‘The World’s Greatest Drummer is Louis Bellson’

My Uncle Bob on the far left. Scott K Fish on far right.

My Uncle Bob on the far left. Scott K Fish on far right.

SKF NOTE: My Uncle Bob, older brother Craig, and I are standing in the dirt driveway at Charles R. Fish Nurseries, 39 School Street, Auburn, Massachusetts. I’m maybe 10 years old. Craig is one-and-a-half years older. The sun is shining on everything, including the chrome and blue sparkle Ludwig snare drum Uncle Bob is holding in his hands. Bob tells us he paid $75.00 for the drum.

He then asks Craig and I, “Do you know who’s the world’s greatest drummer?”

I say nothing. I have no idea.

Craig offers, “Gene Krupa?”

“No,” says Uncle Bob, “The world’s greatest drummer is Louis Bellson.”

ludwig_snareIt’s curious how Louis Bellson appears at key places throughout my life. In the early 1970’s, while living in Davenport, Iowa, I found out Louis grew up right across the Mississippi River in Moline, Illinois. Local musicians and jazz lovers talked of hearing Louis in clubs when Moline was a happening place.

Louis’s name would also often prompt the same people to rave about another Illinois drummer, Gaetan Caviola. Some said Gaetan was a better drummer than Louis. I never saw Mr. Caviola play. I only heard him on two albums: “The Sotos Brothers Quartet – On Stage“, and also, “Introducing Sue Childs.”
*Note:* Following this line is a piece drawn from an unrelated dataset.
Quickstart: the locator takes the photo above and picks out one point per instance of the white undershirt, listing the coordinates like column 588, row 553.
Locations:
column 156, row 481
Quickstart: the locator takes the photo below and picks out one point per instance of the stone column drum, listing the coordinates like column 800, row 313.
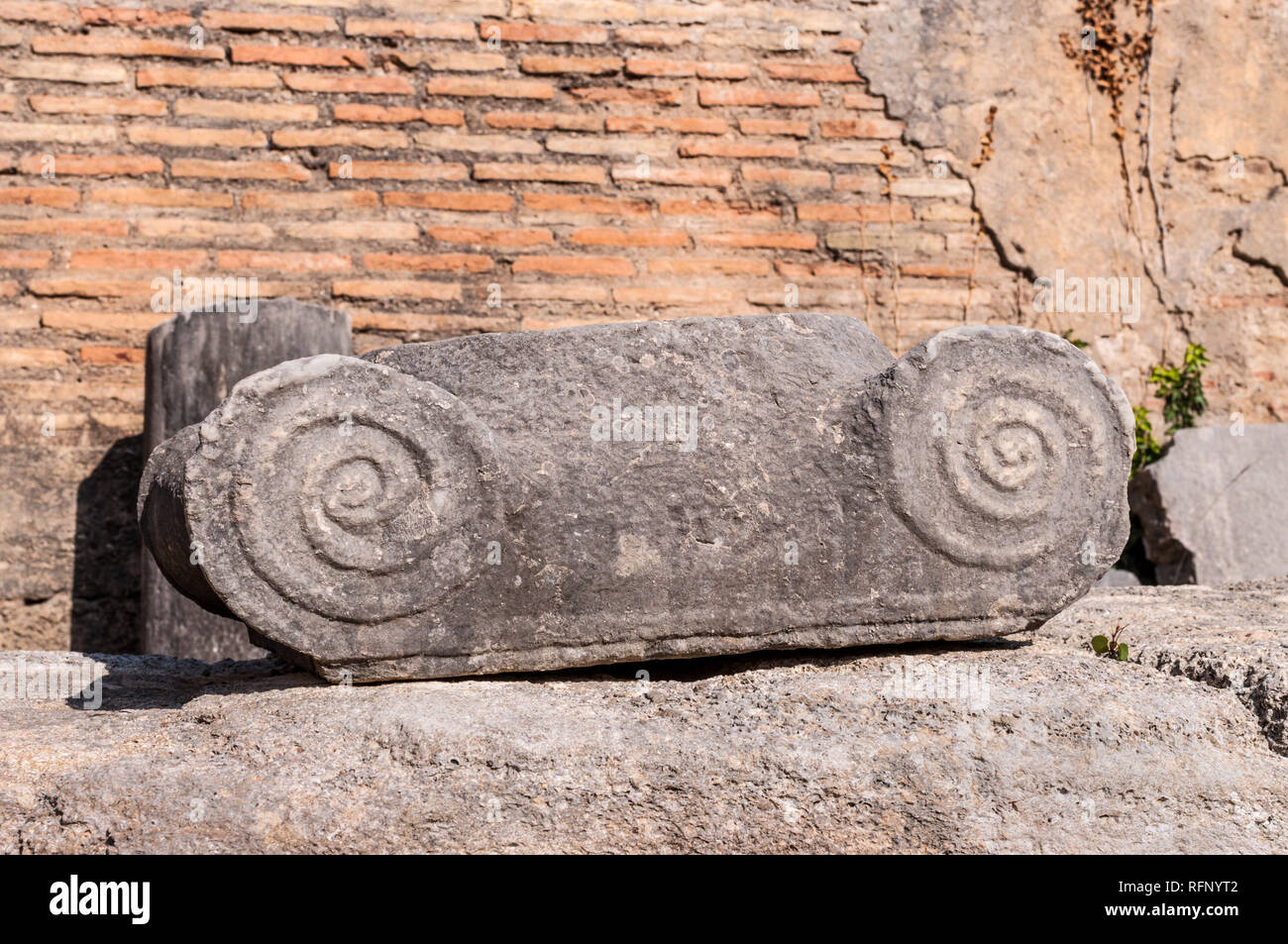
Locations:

I saw Louis play once in Illinois. I stood to his right so I could watch his feet and hands. He was, of course, great.

In another blog post I write about an embarrasing teachable moment of sitting in at a Davenport jam session and stepping all over the group leader — on a drumset custom made by Bob Grauso for Louis Bellson.

Then there was my correspondence with Louis, and his consenting to be a part of the “Who Reads Modern Drummer?” ad series.

The first time I remember hearing Louis was on his “Concerto for Drums” album. This was before hearing his more famous “Skin Deep” with Duke Ellington. Louis introduces his “jingle sticks” – a set of tambourine cymbals attached to drumsticks – on “Concerto.” And his calfskin head drums sound wonderful. It’s a great solo. Especially impressive to an up-and-coming drummer.

Once in conversation with Joe Morello, Joe was wishing Louis’s playing was more spontaneous, less pre-planned. Joe and Louis were friends and, in my conversation with Joe, Joe was not being unkind about Louis. We were simply having a candid talk about drummers. My impression was Joe couldn’t understand why Louis, with his drumming ability, wasn’t playing more spontaneous. As if Joe was looking at the math equation 2 + 2 = 5, knowing it should be 2 + 2 = 4.

As I listened, and still listen, to Bellson, I understand Morello’s point. And I have seen times when Louis seems to let loose. His performance here on The Tonight Show with Buddy Rich is one example. I can’t help laughing whenever I watch it.

Sometimes Louis’s playing is exactly what I need to hear. His measured, clean, supportive and swinging accompaniment; his solos in which, as with all great players, I hear familiar phrases. And everytime I hear Louis I recall my first, and perhaps greatest drumming influence, my Uncle Bob, standing on a sunny day holding his blue sparkle Ludwig snare drum telling me, “The world’s greatest drummer is Louis Bellson.”